When Miller’s internal defibrillator detected an irregular heartbeat — the kind that can lead to sudden cardiac arrest — it sent a series of powerful shocks to jump-start his heart. Because Miller’s heart was severely out of rhythm — the cardiac equivalent of an electrical storm — the device fired 22 times.
The first shock knocked Miller out of his chair at a restaurant. The pain was so intense that Miller, then 56, began screaming for someone to turn the defibrillator off. In spite of the pain it caused, Miller, 62, says, “the defibrillator saved my life.… It was a wake-up call.”
Miller had been diagnosed with heart failure three years before his near-death experience.
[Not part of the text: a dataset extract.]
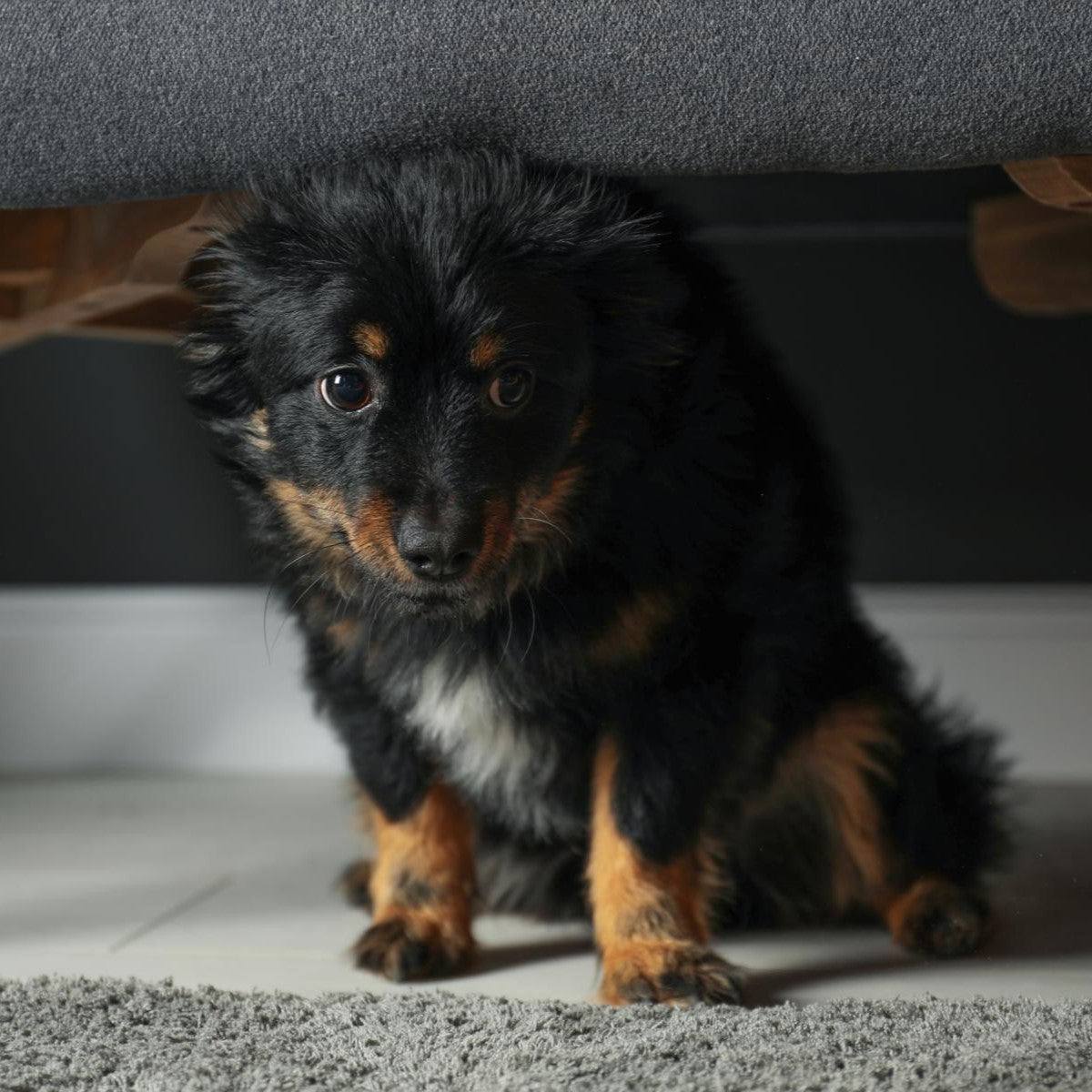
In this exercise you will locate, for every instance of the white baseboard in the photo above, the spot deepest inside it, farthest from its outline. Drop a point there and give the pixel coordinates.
(178, 678)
Heart failure is a serious condition in which the heart muscle becomes too weak to pump blood to the rest of the body, which can deprive vital organs and tissues of oxygen.
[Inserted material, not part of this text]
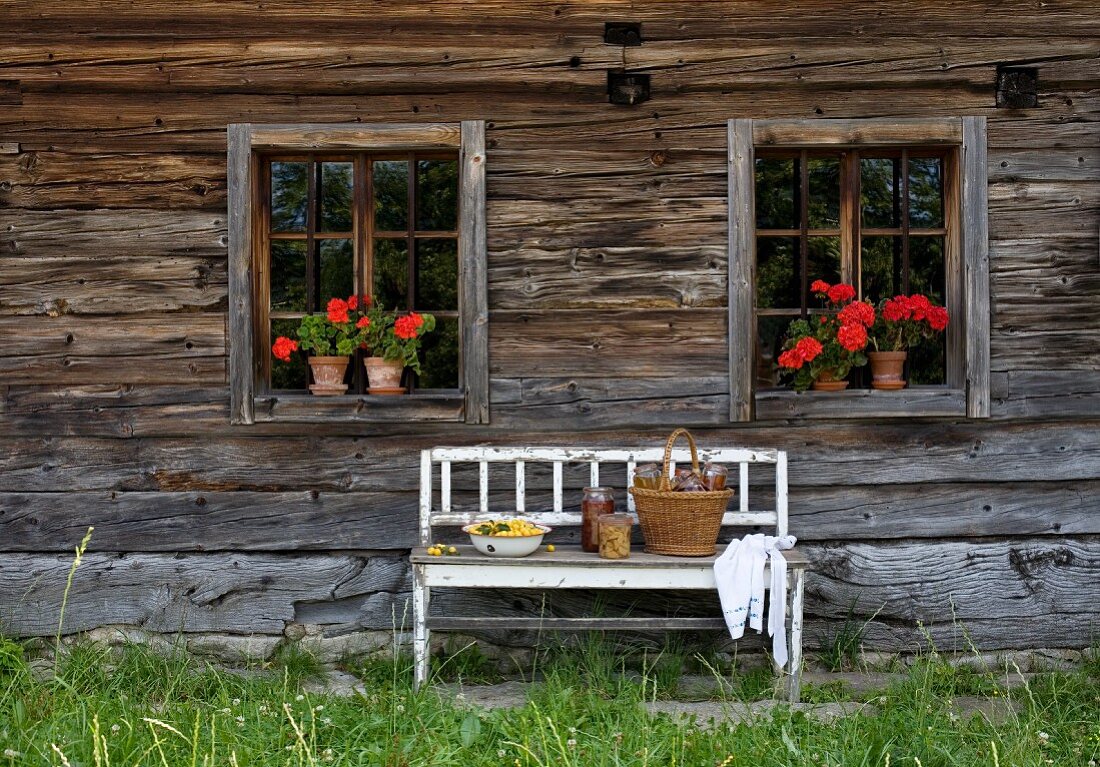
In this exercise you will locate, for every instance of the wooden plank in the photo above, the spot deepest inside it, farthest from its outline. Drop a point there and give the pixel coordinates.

And while Miller took the medication his doctors prescribed, he says he didn’t pay enough attention to his doctors’ warnings and continued working long hours at a stressful job in banking.
Deaths from heart failure are on the rise
One in four Americans develop heart failure, which contributes to the deaths of about 425,000 people in the U.S. each year. It’s estimated that 6.7 million people are living with heart failure.
Deaths from heart attacks have fallen sharply in recent decades, thanks to medical innovations and lower smoking rates, according to a study published in June in the Journal of the American Heart Association. But up to 40 percent of Americans who survive heart attacks develop heart failure, which has contributed to the 146 percent increase in heart failure mortality from 1970 to 2022.
When Miller was first diagnosed with heart failure, the only warning signs were a cough that refused to go away, as well as fatigue, which Miller attributed to chronic sleep apnea. When he finally saw a cardiologist, tests showed Miller’s heart was pumping out only a fraction of the blood his body needed.
After a few months on medication, Miller’s doctor told him that he remained at very high risk of a heart attack and suggested the implantable defibrillator. After a while, Miller says, he almost forgot about the device in his chest.
“To be perfectly honest,” says Miller, of Pearl River, New York, “I was not taking it seriously enough.… You’ve got to pay attention to your doctors and pay attention to your health and what you’re eating, and I didn’t.”
Miller’s brush with death terrified him, he says. The experience left him with post-traumatic stress disorder (PTSD), as well as a determination to lead a healthier life.
“I got into the best physical condition of my life over the next 18 months,” says Miller, who received treatment for PTSD. He weighed 283 pounds when his heart stopped, after which he joined a weight-loss program and lost 87 pounds. He says he realized he had no choice but to change his habits.